土曜日だというのにお店はヒマ。そんな日は小説を読むに限ります。今日手に取ったのは第130回芥川賞を受賞された綿矢りささんの「蹴りたい背中」。店主が敬愛する金原ひとみさんの「蛇にピアス」とW受賞された作品です。

読書前の期待値はかなり高め。胸を高鳴らせて本を手にとりました。そして本を開いて読んでみると、すごく読みやすい。砂糖が入ったヨーグルトのように手が止まりません。

先日、店主は職場体験に来た小学生と一緒に芥川龍之介の小説を「暗号を解くみたいだよねー」と解説しながら読みましたが、その記憶が霞んでしまうくらい読みやすい。いい小説だとは思いますが、芥川賞を受賞したと考えると…その受賞情報が読者の心境に微妙な変化を与えます。

レビューを読むと、やはり酷評する人も少なくない。
しかし、店主は悪くないと思います。

小説内の出来事が、全て主人公の目線から語られる作品なので、主人公の心の動きがよくわかる。自分に背を向ける男子、にな川君の背中を蹴りたいという気持ちはわからなくもない。本気ではないけど、なんとなく振り向かせたいのでしょう。「それがこの年代の乙女ごごろじゃ」と言われれば「そうですか」と答えるしかありませんが、その感覚を押し通す感じも読んでいて不快ではない。

また、登場人物の3人のキャラクター設定と描写が見事。その関係性に一点の曇りもない。小説というのは論理的整合性が求められますが、そんな難しい言葉が必要ないくらい、この小説はシンプルな構図とわかりやすい言葉で物語を構築している。

この小説の唯一の問題は、この作品が何のために書かれた小説なのかが読み解くことが難しいところ。ここで店主は考える。深読みする。

主人公の女の子の足がゴボウのようだという表現があった。そこから考えを広げる。この小説は彼女の一人称の物語だ。つまりこの小説の土台は、彼女なのだ。彼女の足なのだ。それは細いゴボウなのだ。細いゴボウに支えられたこの小説は、頑丈な建物は建てられない。壁も間仕切りも無くスカスカであることが求められる。だからより少ない情報で物語を構築しないと、この物語のバランスは崩れてしまう。

主人公の女の子は多感で経験が少なく傷つきやすい女子高生だ。ただ、にな川は少し違う。言葉にしにくいが、少ししっかりしている。少なくとも主人公とは違う。自分が見えている。だからこそ主人公は彼を蹴りたくなる。そして外国人のようなオリチャンが彼ら二人を繋ぐ線だ。それは決して太くはない。しかしそれで絶妙にバランスがとれていた。ところが最後ににな川がそのバランスを壊そうとする。その結果、主人公とにな川の距離も変わる。友人の1人はこのバランス関係には関わらない。

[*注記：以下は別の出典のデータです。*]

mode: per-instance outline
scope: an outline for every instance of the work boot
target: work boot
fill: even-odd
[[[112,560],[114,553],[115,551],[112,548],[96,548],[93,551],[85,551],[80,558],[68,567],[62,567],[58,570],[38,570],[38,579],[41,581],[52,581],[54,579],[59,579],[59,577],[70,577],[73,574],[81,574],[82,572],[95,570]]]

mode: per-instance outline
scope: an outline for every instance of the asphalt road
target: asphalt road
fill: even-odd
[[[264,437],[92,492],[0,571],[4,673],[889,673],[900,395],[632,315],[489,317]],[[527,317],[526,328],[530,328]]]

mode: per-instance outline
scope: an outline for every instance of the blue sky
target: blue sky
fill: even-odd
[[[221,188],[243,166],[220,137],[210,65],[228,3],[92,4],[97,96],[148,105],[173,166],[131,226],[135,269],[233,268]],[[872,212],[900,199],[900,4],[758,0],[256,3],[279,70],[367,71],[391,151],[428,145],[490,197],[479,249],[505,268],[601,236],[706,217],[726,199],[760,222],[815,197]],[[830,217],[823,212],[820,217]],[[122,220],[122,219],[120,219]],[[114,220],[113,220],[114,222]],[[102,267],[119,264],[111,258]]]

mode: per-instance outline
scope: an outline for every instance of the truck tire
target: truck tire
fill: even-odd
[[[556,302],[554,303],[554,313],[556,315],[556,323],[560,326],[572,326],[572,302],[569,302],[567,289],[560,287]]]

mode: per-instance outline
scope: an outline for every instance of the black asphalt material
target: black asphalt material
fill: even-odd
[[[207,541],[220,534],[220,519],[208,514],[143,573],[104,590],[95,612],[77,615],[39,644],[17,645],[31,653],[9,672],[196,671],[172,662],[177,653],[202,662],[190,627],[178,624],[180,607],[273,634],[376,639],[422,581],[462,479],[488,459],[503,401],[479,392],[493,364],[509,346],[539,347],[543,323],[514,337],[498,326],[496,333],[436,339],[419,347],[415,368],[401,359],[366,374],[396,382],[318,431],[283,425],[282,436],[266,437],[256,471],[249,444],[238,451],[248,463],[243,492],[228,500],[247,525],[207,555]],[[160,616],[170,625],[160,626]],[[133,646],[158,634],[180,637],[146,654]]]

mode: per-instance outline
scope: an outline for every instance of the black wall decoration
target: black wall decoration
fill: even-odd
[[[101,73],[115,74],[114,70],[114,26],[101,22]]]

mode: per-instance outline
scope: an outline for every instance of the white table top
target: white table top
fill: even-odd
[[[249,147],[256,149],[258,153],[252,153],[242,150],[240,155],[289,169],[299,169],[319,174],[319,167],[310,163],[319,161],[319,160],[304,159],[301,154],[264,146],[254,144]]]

うだうだと書いてしまいましたが、考えれば考えるほど物語の印象が変わって見えてくる。この物語は、全てを細い線で関係性をつくり、物語を構築するということに挑戦した小説かもしれない。だから一見スカスカに見えてしまうのかもしれない。

でも、本当に作者の頭もスカスカであれば、こんなにしっかりお最後までテーマを隠したまま作品を仕上げることはできない。少しぐらい背伸びをしたり、思わせぶりな言葉を残すだろう。それが人間というモノだ。しかし、この作品はそれらしいものがほとんどない。

と、好意的に思考を巡らせてみました。このように、読書後に様々なことを考えさせてくれる小説こそが良い小説だとすれば、この作品の評価は妥当だったのかもしれません。やっぱり読んでよかったと思います。